In my last column, we went over the history of the Perry family and the house that was built in the 1860s that still stands, although probably not for long.  The last of the Perry family, Clyde, will vacate the house just before demolition, likely in the near future.

At the Vacaville Heritage Council we were discussing the fate of the house and looking at a photo, when one of our research staff, Elissa DeCarro, made a statement about where the house was located. Carol Noske and I said, no, it’s on another site. So Elissa went out and took a photo of the house and sure enough, there was a house that looked almost exactly the same right down to the pink paint!

Doing a little research provided some very interesting details. When we did the Perry article, we learned that the Davisson family house had burned down around the 1960s. What we didn’t know then, was that it was their first home - a somewhat crude cabin. Their second home was built in the early 1860s and Elissa’s find was the Davisson house.

So who were the Davissons?

If you read my last article you know that Andrew Jackson Perry married Elizabeth Cecilia Davisson. Elizabeth, who traveled by covered wagon across the prairies in 1853 with her parents to California, was the daughter of Obadia and Hulda Davisson. Obadia and Hulda built this econd home about the same time the Perrys built theirs.

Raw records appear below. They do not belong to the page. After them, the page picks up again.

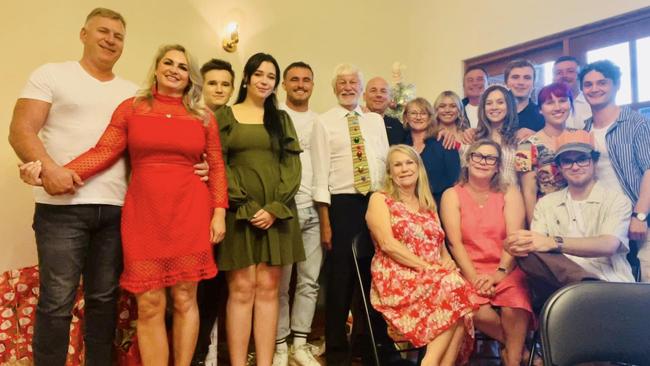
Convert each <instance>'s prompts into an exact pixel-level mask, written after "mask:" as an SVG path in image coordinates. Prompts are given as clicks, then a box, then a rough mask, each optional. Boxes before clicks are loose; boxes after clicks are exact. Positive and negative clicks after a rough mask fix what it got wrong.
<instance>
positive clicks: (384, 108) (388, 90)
mask: <svg viewBox="0 0 650 366" xmlns="http://www.w3.org/2000/svg"><path fill="white" fill-rule="evenodd" d="M363 99H364V101H365V102H366V108H368V110H369V111H371V112H375V113H377V114H378V115H380V116H381V117H382V118H383V119H384V125H386V136H387V137H388V144H389V145H395V144H401V143H403V142H404V138H405V137H406V131H405V130H404V126H403V125H402V122H400V120H399V119H397V118H395V117H391V116H387V115H386V109H388V105H389V104H390V102H391V90H390V85H388V82H387V81H386V80H385V79H384V78H381V77H379V76H377V77H374V78H372V79H370V80H368V84H366V90H365V91H364V92H363Z"/></svg>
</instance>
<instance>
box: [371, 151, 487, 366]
mask: <svg viewBox="0 0 650 366" xmlns="http://www.w3.org/2000/svg"><path fill="white" fill-rule="evenodd" d="M386 173H387V174H386V180H385V183H384V187H383V188H382V191H380V192H377V193H374V194H373V195H372V196H371V197H370V203H369V205H368V211H367V213H366V222H367V223H368V228H369V229H370V232H371V234H372V238H373V242H374V243H375V247H376V250H375V255H374V257H373V259H372V265H371V273H372V287H371V290H370V301H371V303H372V305H373V306H374V307H375V309H377V310H378V311H379V312H380V313H382V315H383V317H384V318H385V319H386V322H387V323H388V326H389V327H390V328H391V330H392V332H390V334H392V335H393V336H394V337H396V339H400V340H402V339H407V340H408V341H410V342H411V343H412V344H413V345H414V346H416V347H421V346H425V345H426V346H427V347H426V353H425V356H424V358H423V359H422V365H424V366H431V365H440V364H443V365H453V364H454V361H455V360H456V357H457V356H458V352H459V350H460V349H461V345H462V344H463V342H464V341H467V342H469V344H471V342H472V340H471V338H472V337H473V332H472V326H471V322H472V320H471V318H470V317H469V315H470V314H471V312H472V310H473V309H474V308H475V304H474V303H473V302H472V301H471V300H470V296H471V294H472V291H471V286H470V285H469V284H468V283H467V282H466V281H465V280H464V279H463V278H462V277H461V276H460V275H459V273H458V270H457V267H456V263H454V261H453V260H452V258H451V256H450V255H449V252H448V251H447V249H446V247H445V245H444V242H445V241H444V237H445V233H444V232H443V231H442V228H441V227H440V220H439V218H438V214H437V212H436V204H435V202H434V200H433V197H432V195H431V192H430V191H429V187H428V186H429V185H428V184H427V183H428V182H427V174H426V171H425V170H424V166H423V163H422V160H421V159H420V157H419V156H418V153H417V152H416V151H415V150H414V149H413V148H411V147H410V146H406V145H394V146H393V147H391V148H390V150H389V152H388V159H387V162H386ZM469 347H470V348H467V347H463V348H462V349H463V350H466V351H469V350H470V349H471V346H469ZM467 356H468V354H463V355H461V358H463V359H464V360H466V357H467ZM443 360H444V362H443ZM459 363H462V362H459Z"/></svg>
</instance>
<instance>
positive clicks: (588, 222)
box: [505, 130, 634, 304]
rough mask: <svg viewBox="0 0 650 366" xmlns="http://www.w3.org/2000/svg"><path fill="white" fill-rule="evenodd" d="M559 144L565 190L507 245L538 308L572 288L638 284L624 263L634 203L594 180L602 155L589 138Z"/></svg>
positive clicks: (580, 139) (553, 193)
mask: <svg viewBox="0 0 650 366" xmlns="http://www.w3.org/2000/svg"><path fill="white" fill-rule="evenodd" d="M557 143H558V150H557V153H556V154H555V161H556V164H557V166H558V167H559V169H560V172H561V173H562V176H564V178H565V180H566V181H567V187H566V188H564V189H562V190H560V191H557V192H553V193H549V194H547V195H546V196H544V197H542V198H541V199H540V200H539V202H537V205H536V206H535V213H534V217H533V221H532V223H531V225H530V230H518V231H516V232H514V233H512V234H510V235H509V236H508V238H507V239H506V243H505V247H506V250H507V251H508V252H509V253H510V254H512V255H514V256H516V257H518V260H517V261H518V263H519V267H520V268H521V269H522V270H523V271H524V272H526V274H527V275H528V279H529V281H528V283H529V285H530V287H531V293H532V294H534V297H535V298H536V299H535V302H536V303H539V304H542V303H543V302H544V301H545V300H546V299H547V298H548V297H549V296H550V295H551V294H552V293H553V292H555V291H556V290H558V289H559V288H560V287H562V286H565V285H568V284H570V283H573V282H578V281H582V280H590V279H599V280H603V281H613V282H634V277H633V276H632V270H631V268H630V263H628V261H627V259H626V258H625V255H626V254H627V253H628V252H629V249H630V247H629V245H628V237H627V231H628V226H629V224H630V213H631V206H630V201H629V200H628V199H627V197H625V195H624V194H623V193H620V192H616V191H611V190H610V187H609V186H608V185H607V184H606V183H605V182H602V181H600V180H597V179H596V171H597V170H598V165H599V164H600V163H599V162H598V157H599V154H598V152H597V151H596V150H595V149H594V144H593V139H592V137H591V136H590V135H589V133H588V132H586V131H583V130H577V131H565V132H563V133H562V134H561V135H560V136H559V137H558V141H557Z"/></svg>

Several generations of the Davissons grew up in the home and later generations of the two Suisun Valley families remained good friends. This home has also been recently sold to someone and some say it may be restored to its former glory, although I don’t know that to be fact. What we are doing is trying to locate the owners to get permission to photograph it inside and out.

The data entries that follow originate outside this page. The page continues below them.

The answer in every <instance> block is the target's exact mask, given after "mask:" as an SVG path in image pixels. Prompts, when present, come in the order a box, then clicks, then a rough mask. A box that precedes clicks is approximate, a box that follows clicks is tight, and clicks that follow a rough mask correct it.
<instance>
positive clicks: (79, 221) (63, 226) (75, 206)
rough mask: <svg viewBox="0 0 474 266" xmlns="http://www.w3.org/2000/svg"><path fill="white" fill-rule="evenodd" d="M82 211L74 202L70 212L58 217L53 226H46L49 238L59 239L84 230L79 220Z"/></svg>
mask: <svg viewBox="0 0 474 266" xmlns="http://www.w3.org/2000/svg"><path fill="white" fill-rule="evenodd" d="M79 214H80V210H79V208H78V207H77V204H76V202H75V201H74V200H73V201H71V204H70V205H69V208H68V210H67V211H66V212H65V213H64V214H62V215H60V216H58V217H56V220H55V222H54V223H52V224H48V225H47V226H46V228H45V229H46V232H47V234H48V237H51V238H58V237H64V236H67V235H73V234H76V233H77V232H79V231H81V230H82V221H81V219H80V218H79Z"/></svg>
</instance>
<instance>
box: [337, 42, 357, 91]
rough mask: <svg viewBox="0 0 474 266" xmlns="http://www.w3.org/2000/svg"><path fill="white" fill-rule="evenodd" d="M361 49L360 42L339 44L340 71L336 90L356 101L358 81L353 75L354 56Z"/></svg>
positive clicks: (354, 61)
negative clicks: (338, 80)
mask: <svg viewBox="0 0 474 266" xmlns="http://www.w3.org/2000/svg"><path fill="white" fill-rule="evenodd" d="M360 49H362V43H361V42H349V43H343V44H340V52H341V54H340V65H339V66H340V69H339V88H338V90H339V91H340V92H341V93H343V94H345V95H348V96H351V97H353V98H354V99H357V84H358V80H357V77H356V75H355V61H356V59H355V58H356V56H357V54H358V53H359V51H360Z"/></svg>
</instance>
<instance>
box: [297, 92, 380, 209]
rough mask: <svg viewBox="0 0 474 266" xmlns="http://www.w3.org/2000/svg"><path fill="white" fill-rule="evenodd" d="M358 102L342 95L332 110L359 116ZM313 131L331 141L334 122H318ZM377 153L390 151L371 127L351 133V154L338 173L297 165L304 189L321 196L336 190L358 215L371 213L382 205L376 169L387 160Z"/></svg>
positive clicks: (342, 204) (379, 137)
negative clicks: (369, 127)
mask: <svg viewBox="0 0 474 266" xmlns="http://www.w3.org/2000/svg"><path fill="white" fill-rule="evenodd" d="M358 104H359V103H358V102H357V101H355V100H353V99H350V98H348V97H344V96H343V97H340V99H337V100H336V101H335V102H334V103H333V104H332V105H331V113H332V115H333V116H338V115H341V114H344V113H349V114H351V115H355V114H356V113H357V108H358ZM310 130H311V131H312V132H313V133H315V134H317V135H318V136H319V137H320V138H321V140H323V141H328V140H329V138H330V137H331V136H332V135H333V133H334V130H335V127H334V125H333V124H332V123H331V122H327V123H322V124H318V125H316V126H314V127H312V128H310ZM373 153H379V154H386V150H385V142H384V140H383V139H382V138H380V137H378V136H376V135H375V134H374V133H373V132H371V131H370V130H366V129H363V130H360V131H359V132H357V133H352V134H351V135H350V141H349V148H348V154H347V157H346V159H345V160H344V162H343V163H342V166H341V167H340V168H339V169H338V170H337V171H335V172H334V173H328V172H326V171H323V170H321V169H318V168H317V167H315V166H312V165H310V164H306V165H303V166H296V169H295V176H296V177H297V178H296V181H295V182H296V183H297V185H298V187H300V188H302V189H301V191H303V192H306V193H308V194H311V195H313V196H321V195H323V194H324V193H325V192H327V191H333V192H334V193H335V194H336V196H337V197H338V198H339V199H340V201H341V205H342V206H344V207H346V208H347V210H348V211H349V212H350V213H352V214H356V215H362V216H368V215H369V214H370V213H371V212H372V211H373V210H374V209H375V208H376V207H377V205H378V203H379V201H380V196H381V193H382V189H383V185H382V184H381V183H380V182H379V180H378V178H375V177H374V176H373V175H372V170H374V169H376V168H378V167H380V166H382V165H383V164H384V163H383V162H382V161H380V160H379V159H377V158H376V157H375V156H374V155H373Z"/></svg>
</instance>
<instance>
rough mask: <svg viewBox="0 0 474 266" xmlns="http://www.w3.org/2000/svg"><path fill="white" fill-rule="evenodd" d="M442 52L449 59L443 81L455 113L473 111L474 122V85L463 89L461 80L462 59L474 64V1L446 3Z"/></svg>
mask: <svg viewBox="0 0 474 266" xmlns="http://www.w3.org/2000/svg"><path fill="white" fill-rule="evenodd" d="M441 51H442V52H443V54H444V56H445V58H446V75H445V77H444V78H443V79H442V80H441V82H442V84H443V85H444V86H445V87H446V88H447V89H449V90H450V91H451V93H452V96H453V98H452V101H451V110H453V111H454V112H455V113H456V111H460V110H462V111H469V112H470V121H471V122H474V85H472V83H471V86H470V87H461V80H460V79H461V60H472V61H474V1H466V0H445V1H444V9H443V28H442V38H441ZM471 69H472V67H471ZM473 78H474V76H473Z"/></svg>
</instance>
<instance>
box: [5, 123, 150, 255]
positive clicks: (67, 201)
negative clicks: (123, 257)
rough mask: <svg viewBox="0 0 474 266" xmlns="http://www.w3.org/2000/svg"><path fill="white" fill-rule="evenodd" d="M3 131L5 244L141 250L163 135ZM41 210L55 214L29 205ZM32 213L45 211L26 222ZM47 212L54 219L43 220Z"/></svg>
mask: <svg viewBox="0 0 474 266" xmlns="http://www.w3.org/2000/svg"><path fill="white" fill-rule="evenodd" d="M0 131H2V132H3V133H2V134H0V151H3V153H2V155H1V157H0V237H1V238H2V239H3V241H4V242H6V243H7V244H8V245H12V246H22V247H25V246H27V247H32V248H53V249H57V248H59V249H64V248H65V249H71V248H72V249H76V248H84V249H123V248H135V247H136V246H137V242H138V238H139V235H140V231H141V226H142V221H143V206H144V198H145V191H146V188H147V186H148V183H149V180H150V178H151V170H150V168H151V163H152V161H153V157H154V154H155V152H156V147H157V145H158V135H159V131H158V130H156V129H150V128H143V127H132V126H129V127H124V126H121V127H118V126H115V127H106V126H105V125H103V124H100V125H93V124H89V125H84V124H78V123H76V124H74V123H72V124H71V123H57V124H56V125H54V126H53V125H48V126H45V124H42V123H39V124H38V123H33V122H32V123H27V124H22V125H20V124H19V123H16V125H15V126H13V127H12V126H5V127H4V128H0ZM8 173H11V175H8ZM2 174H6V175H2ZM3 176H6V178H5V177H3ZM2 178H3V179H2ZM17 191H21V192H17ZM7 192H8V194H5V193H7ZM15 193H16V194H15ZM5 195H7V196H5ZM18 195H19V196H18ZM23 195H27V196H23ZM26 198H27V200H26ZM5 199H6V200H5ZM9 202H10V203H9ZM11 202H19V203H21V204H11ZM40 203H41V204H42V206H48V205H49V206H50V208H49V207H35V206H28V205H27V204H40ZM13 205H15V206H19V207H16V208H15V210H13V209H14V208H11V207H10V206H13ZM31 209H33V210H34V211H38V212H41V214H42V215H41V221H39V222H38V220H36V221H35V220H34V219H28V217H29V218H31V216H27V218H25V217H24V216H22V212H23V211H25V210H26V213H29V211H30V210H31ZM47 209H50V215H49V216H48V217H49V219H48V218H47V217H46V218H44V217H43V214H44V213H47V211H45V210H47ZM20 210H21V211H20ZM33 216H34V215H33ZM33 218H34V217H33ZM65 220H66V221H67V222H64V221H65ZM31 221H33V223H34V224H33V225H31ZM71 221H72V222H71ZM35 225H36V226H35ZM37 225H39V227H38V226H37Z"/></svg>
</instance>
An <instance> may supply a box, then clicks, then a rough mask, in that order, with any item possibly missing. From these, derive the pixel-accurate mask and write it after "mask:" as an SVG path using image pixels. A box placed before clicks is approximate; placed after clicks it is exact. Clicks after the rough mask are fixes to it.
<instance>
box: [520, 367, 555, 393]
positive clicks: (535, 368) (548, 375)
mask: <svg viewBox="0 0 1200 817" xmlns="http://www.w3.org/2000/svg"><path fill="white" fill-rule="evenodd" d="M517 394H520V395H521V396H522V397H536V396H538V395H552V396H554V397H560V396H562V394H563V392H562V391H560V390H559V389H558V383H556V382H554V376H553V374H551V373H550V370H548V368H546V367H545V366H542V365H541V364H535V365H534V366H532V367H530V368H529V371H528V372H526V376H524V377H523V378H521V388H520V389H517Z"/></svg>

If this house also has a circular staircase like the one in the Perry home, then they both have a stairway like the one in Gen. Vallejo’s home in Sonoma. What a coincidence.

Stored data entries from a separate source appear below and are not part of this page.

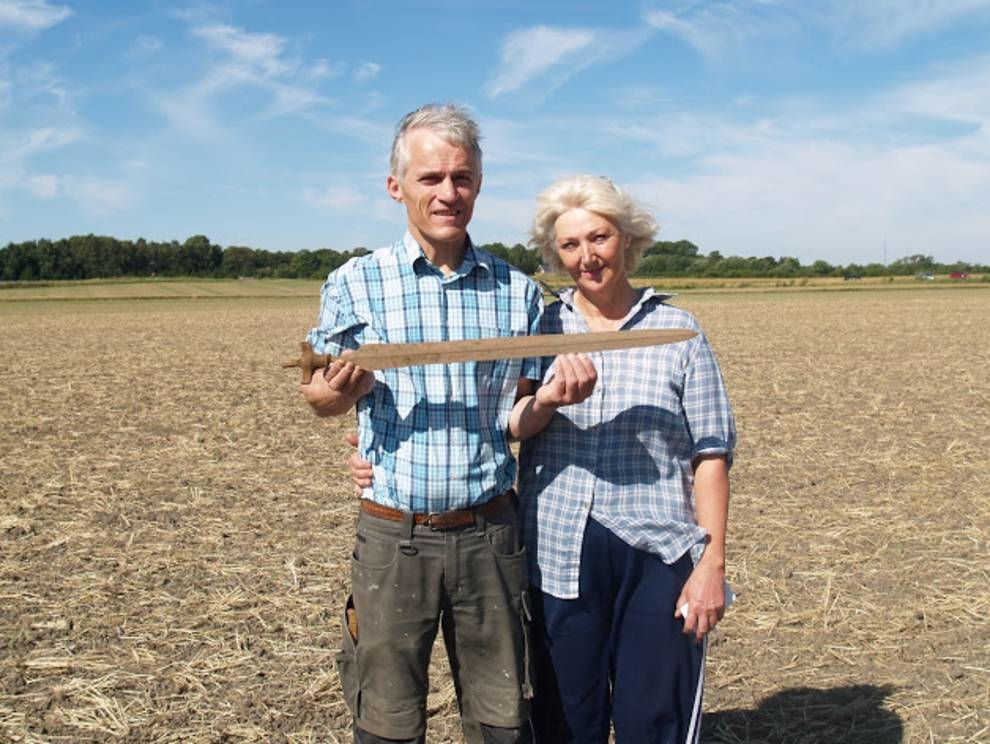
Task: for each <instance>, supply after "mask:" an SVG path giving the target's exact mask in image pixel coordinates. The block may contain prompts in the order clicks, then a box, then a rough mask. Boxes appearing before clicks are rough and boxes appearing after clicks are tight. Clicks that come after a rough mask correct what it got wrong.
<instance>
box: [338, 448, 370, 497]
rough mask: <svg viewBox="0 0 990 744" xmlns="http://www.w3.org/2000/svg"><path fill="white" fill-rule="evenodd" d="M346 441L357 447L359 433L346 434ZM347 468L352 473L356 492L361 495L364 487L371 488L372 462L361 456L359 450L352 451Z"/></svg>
mask: <svg viewBox="0 0 990 744" xmlns="http://www.w3.org/2000/svg"><path fill="white" fill-rule="evenodd" d="M344 441H345V442H347V443H348V444H349V445H351V446H352V447H354V448H357V434H345V435H344ZM347 469H348V471H350V474H351V482H352V483H353V484H354V492H355V493H356V495H358V496H360V495H361V494H362V493H363V492H364V489H366V488H371V478H372V475H373V471H372V469H371V463H370V462H368V461H367V460H364V459H362V458H361V455H359V454H358V453H357V452H352V453H351V456H350V457H348V458H347Z"/></svg>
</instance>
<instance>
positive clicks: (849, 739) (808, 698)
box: [701, 685, 904, 744]
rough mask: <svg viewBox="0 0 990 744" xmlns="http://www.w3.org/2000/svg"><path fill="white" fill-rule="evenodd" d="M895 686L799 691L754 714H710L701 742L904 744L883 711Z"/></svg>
mask: <svg viewBox="0 0 990 744" xmlns="http://www.w3.org/2000/svg"><path fill="white" fill-rule="evenodd" d="M894 690H895V688H894V687H893V686H884V687H877V686H876V685H852V686H848V687H833V688H831V689H814V688H811V687H795V688H792V689H789V690H782V691H781V692H778V693H776V694H775V695H772V696H770V697H768V698H766V699H765V700H764V701H763V702H762V703H761V704H760V706H759V707H758V708H756V709H753V710H722V711H716V712H713V713H706V714H705V716H704V718H703V719H702V734H701V741H703V742H709V743H710V744H729V743H730V742H732V743H733V744H738V743H739V742H747V744H818V743H819V742H821V743H822V744H825V743H827V744H836V743H837V742H842V744H901V742H902V741H903V736H904V726H903V723H902V722H901V719H900V718H899V717H898V716H897V714H896V713H893V712H892V711H890V710H888V709H887V708H886V707H884V702H885V701H886V699H887V697H888V696H890V695H891V694H892V693H893V692H894Z"/></svg>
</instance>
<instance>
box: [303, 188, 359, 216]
mask: <svg viewBox="0 0 990 744" xmlns="http://www.w3.org/2000/svg"><path fill="white" fill-rule="evenodd" d="M302 200H303V202H305V203H306V204H308V205H309V206H311V207H315V208H316V209H318V210H320V211H325V212H356V211H357V210H359V209H361V208H362V207H363V205H365V204H366V203H367V202H368V198H367V197H366V196H365V195H364V194H362V193H361V192H360V191H358V190H357V189H352V188H347V187H344V186H328V187H327V188H325V189H323V190H322V191H317V190H315V189H307V190H306V191H304V192H303V193H302Z"/></svg>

Obadiah and Hulda Davisson lived out their lives in Suisun Valley and are both buried in the Fairfield Cemetery.

In another location in Solano County, Headwaters Development Company has gone out of its way to preserve a unique Rubblestone structure. We interviewed longtime resident Joseph McNeill III, a partner in the company, several months ago and it was obvious his love of Solano history was high in his priorities.

The Pony Express Business Park, as it is known, is located on Westamerica Drive. They are doing a fantastic job in making the structure a centerpiece of the business park. It proves that a caring developer can make a difference and we in the history community commend Headwaters highly for the effort.

There is also a possibility the building is much older than currently thought.  Rubblestone buildings were among the earliest stone structures in the county. It bears a remarkable similarity to the Santa Eulalia Rancheria Mission building we recently discovered and with its close proximity to the mission, it could prove to have been part of the mission colony.

That means there is a possibility it could have been built as early as 1824!  We’re still actively researching that.  The Santa Eulalia structure recently has been confirmed by an archaeological study by Sonoma State University.

It is also possible that the huge olla (Spanish water vessel) uncovered in the Nelson Quarry near Cordelia in the 1950s has some relation to the Santa Eulalia Rancheria Mission. It was an underground structure capable of holding several thousand gallons of water; probably used for irrigating crops. It also appears to have been lined with “Spanish cement.” The early Spanish used crushed seashells as an additive to their cement. We’re also looking into this.

It once again verifies that the Suisun Valley is host to the oldest recorded history in Solano County.

Perhaps more effort should be made by the county and city elected officials to make sure that historic structures are taken into consideration as a higher priority.